The purpose of this assignment is to get you going with C programming and make you comfortable with the Unix programming environment for subsequent assignments.

Note: You must make an attempt to work on this assignment individually (not with your project partner). The goal is to get you comfortable and ready to work on graded programming assignments when they are released. If you struggle with completing this assignment, you are likely to have significant difficulty in the subsequent assignments. You must try to brush up on your C programming skills – you can use some of the C programming references listed on the course References page as well.

2. Basic Assignment

Write a program that reads in a sequence of integers into a linked list, and prints the integers in a sorted order.

The number of integers (length of the list) 'n' should be provided as a commandline argument, and your program should then read n integers from the standard input.

3. Topics Covered

This assignment is meant to cover basic C programming, simple I/O, dynamic memory allocation, and pointer manipulation.

4. Helpful Hints

  • Think of the program design before coding.

  • Try to organize and think how your program can be constructed from smaller pieces or modules: e.g.: how to read in commandline arguments, how to read in integers, how to insert/sort them into the linked list, how to print the linked list, etc.

  • Try to use smaller functions (e.g., one function for each module) rather than implementing the whole program in a single main() function.

  • There may be different ways to achieve the same functionality. E.g.: to get a sorted list, you could either insert the integers in a sorted order, or sort the list after inserting all the elements. You can decide what would be a good approach for your program design.
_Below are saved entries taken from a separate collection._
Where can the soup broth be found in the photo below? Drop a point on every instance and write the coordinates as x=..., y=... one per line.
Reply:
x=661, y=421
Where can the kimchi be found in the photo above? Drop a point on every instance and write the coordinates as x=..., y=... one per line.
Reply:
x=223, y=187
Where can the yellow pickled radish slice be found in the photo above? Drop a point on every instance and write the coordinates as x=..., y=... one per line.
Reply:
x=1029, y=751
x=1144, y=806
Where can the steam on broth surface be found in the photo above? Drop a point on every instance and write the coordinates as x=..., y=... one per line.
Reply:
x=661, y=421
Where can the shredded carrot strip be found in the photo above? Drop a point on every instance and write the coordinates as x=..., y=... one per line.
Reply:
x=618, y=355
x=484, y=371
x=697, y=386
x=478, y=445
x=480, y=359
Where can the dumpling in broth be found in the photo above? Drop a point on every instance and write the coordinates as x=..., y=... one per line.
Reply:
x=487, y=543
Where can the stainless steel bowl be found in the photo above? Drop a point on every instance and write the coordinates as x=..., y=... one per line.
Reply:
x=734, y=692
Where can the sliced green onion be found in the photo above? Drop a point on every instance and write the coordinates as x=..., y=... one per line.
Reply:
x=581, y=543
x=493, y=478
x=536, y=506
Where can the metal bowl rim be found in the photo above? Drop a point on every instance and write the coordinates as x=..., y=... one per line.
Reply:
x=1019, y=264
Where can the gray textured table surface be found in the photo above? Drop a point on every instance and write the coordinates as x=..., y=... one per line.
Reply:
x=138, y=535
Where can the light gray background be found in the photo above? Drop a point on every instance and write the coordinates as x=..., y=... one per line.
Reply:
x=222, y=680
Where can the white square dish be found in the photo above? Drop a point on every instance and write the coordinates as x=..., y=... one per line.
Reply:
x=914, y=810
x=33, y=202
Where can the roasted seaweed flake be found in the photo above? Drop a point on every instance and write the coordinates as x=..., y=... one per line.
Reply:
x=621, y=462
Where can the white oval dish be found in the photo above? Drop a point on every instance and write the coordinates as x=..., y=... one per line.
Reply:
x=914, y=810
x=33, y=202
  • It is a good idea to handle different kinds of errors that may occur during execution. E.g.: what if there are fewer or more commandline arguments (or integers in the input) than expected, what if there is a NULL pointer encountered while traversing the linked list, how to insert an integer into an empty linked list, etc. Try passing negative or very large values of n.

  • Use documentation throughout your code so someone else can read and understand the code. E.g.: use readable function and variable names, briefly describe the purpose of each function, add comments where needed, use proper indentation.

  • While running the program, you may use input redirection from a file to make it easier to pass input to your program.

  • You may use CSELabs machines to compile and execute your program.

5. Variations and Extensions

You may want to try some variations and extensions to the basic assignment above to make it more challenging, get more practice with C programming, and think more about data structures/algorithms. Here are some suggestions, though you are also encouraged to come up with other variants on your own. The more practice with C programming you can get, the easier it would for you to work on subsequent assignments.

  • Pass and sort strings of characters (words) instead of integers.
  • Try different sorting algorithms (e.g., bubblesort vs. insertion sort).
  • Instead of a linked list, try using a different data structure such as a heap or a binary tree.